O que acontece, então, quando várias gerações de pessoas matam deliberadamente seus próprios filhos por meio do aborto? Os medievais eram contrários ao aborto porque ele tira uma vida inocente, mas também porque sabiam que era extremamente prejudicial à alma humana. Num aborto, não é apenas uma criança que morre, mas também algo na mãe e no pai.

Como disse Santo Tomás de Aquino, bonum est diffusivum sui, o bem se difunde por si mesmo; e o oposto também é verdadeiro: o mal se difunde por si mesmo. Este terrível mal atingiu todas as áreas da vida familiar.

Não é de admirar, então, que nosso lar espiritual, a Igreja, pareça estar desmoronando a partir de seu próprio âmago? Quando a célula fundamental da sociedade — a família — foi destruída, não devemos nos surpreender ao ver consequências semelhantes na Igreja. Esperamos que os bispos tenham mais discernimento, que sejam bons e santos, mas também eles são produto de nossa cultura dilacerada.

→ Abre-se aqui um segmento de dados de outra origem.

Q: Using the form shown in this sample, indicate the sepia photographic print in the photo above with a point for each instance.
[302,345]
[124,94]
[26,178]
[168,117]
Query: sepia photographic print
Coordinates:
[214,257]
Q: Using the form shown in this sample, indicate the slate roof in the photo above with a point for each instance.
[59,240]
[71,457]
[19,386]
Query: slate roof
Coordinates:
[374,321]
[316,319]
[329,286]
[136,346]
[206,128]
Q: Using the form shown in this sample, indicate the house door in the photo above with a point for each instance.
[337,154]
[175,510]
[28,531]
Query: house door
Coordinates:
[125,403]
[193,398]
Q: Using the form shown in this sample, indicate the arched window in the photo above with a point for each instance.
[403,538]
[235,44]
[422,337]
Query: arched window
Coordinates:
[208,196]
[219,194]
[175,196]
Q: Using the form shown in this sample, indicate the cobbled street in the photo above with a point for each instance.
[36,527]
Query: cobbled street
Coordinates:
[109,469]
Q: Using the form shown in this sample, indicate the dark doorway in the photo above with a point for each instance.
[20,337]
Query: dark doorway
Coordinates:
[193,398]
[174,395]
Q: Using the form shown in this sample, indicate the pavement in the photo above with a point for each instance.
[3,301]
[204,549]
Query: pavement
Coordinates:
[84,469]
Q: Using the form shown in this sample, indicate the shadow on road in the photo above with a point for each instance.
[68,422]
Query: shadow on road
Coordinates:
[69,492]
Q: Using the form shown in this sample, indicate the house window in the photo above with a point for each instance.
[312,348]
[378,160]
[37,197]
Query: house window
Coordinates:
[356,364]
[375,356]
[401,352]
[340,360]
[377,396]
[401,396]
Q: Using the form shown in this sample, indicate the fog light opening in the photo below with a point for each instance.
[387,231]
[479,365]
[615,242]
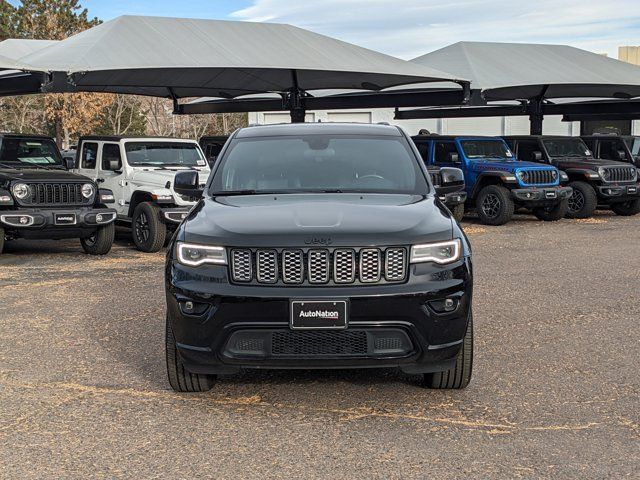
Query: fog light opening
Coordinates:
[445,305]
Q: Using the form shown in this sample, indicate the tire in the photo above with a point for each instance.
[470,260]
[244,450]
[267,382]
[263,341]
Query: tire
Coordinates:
[147,229]
[459,376]
[494,205]
[99,243]
[624,209]
[458,212]
[179,378]
[553,213]
[583,201]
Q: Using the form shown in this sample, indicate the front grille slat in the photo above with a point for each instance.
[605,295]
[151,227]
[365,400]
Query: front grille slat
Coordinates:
[339,266]
[54,194]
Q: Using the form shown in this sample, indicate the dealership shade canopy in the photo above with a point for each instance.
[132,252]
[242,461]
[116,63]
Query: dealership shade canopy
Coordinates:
[178,58]
[532,74]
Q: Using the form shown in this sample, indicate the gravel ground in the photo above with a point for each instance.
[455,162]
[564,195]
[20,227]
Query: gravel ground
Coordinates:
[555,391]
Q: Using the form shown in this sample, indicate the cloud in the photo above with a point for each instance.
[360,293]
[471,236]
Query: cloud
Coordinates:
[411,28]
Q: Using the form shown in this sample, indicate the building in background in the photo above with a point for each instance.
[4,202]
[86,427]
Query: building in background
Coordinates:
[553,124]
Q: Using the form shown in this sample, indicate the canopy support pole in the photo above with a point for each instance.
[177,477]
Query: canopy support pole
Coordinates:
[536,112]
[294,102]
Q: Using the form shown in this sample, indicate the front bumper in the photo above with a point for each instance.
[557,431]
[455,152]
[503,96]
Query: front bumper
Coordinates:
[56,218]
[541,196]
[454,198]
[618,192]
[232,326]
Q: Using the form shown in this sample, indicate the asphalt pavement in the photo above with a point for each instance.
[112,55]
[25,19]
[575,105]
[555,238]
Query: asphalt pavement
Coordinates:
[555,390]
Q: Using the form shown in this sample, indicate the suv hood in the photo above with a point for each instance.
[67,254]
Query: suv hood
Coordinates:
[159,178]
[40,175]
[509,166]
[317,220]
[587,162]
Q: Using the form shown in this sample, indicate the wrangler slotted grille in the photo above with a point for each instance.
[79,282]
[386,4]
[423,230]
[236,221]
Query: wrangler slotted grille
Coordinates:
[619,174]
[538,177]
[316,266]
[45,194]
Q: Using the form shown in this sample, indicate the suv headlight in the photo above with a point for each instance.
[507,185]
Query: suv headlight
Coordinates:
[20,190]
[441,253]
[87,190]
[196,255]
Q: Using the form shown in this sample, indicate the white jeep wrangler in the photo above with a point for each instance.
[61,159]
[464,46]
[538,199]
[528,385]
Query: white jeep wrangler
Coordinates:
[140,172]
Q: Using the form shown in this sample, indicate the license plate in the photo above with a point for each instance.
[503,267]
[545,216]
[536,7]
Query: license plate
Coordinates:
[318,314]
[65,218]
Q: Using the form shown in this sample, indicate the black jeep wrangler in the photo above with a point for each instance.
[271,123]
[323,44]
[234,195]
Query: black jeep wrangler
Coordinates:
[318,246]
[40,199]
[595,182]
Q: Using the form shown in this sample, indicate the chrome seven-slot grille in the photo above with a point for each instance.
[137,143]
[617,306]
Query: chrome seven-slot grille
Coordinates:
[619,174]
[55,194]
[316,266]
[538,177]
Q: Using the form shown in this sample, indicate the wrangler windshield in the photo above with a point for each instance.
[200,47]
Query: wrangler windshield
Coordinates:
[566,147]
[486,150]
[319,163]
[26,151]
[163,154]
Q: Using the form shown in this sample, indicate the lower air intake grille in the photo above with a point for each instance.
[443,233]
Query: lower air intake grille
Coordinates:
[343,342]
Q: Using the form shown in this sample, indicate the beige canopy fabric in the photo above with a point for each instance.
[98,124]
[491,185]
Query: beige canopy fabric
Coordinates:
[519,71]
[178,57]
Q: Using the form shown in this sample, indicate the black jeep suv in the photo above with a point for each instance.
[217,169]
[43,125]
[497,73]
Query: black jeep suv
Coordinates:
[595,182]
[40,199]
[318,246]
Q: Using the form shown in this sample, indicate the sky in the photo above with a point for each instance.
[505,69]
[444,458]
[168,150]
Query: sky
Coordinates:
[410,28]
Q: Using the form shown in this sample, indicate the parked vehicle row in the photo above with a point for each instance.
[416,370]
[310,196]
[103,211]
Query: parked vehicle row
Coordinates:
[130,182]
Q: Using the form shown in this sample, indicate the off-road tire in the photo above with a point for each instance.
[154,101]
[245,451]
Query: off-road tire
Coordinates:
[554,213]
[458,212]
[99,243]
[624,209]
[494,205]
[460,375]
[179,378]
[583,201]
[147,229]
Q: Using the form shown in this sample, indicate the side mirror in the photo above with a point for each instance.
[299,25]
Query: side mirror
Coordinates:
[69,163]
[115,166]
[454,157]
[451,180]
[187,184]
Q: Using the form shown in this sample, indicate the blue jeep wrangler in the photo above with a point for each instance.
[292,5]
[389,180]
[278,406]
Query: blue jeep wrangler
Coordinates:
[496,182]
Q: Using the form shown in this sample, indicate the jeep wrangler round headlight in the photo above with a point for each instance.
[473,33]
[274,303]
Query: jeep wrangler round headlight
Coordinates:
[195,255]
[442,253]
[87,190]
[20,190]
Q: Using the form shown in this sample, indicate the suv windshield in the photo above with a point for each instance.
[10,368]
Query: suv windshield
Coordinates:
[28,151]
[634,146]
[486,150]
[566,147]
[163,154]
[320,163]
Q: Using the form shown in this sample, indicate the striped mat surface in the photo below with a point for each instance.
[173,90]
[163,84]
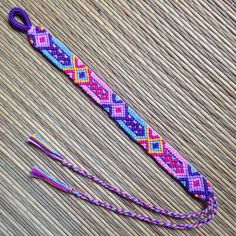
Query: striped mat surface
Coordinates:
[174,62]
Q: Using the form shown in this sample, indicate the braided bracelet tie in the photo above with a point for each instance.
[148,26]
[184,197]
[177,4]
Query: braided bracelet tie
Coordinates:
[137,129]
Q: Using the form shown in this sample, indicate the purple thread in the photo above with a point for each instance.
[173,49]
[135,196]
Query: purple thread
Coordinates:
[203,217]
[16,11]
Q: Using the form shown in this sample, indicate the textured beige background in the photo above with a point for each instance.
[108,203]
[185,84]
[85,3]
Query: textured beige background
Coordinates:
[174,62]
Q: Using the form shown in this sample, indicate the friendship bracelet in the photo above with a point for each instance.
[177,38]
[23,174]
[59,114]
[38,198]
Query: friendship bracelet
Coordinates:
[129,121]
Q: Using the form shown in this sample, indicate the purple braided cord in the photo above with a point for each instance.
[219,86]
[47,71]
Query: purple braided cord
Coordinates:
[204,216]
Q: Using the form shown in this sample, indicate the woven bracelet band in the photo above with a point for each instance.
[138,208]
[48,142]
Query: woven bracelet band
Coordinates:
[128,120]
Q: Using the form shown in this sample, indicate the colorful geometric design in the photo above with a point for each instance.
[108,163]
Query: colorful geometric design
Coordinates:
[152,143]
[78,72]
[125,117]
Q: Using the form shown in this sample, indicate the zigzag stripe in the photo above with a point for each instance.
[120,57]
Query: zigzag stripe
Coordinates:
[126,118]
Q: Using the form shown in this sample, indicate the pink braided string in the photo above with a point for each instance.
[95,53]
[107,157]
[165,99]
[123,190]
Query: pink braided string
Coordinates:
[203,217]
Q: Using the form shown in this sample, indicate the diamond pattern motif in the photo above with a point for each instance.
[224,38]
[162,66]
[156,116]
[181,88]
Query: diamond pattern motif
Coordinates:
[128,120]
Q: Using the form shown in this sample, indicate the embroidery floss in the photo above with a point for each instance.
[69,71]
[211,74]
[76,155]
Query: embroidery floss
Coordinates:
[128,120]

Isso não os absolve de seus crimes, mas pelo menos nos ajuda a entender como aqueles a quem foi confiada a cura de tantas almas foram capazes de agir com tamanha negligência. Quando algumas mulheres conseguem ver a destruição de seus filhos como um rito de passagem social para se juntarem à “irmandade”, não fica muito difícil entender como bispos puderam abandonar seus filhos espirituais para se juntarem à “irmandade”.

“Há duas maneiras de chegar em casa”, explicou Chesterton. “Uma delas é ficar lá. A outra é dar a volta ao mundo até voltarmos ao mesmo lugar”.

Nossa cultura precisa resgatar o lar, depois de ter procurado a felicidade pelo mundo afora. As feministas radicais, apesar de terem procurado em todos os lugares, ainda sentem “aquela dor que não pode ser definida”. Seus corações inquietos sentem uma angústia pela falta de Deus, a qual permanecerá até que encontrem o caminho de volta ao Lar.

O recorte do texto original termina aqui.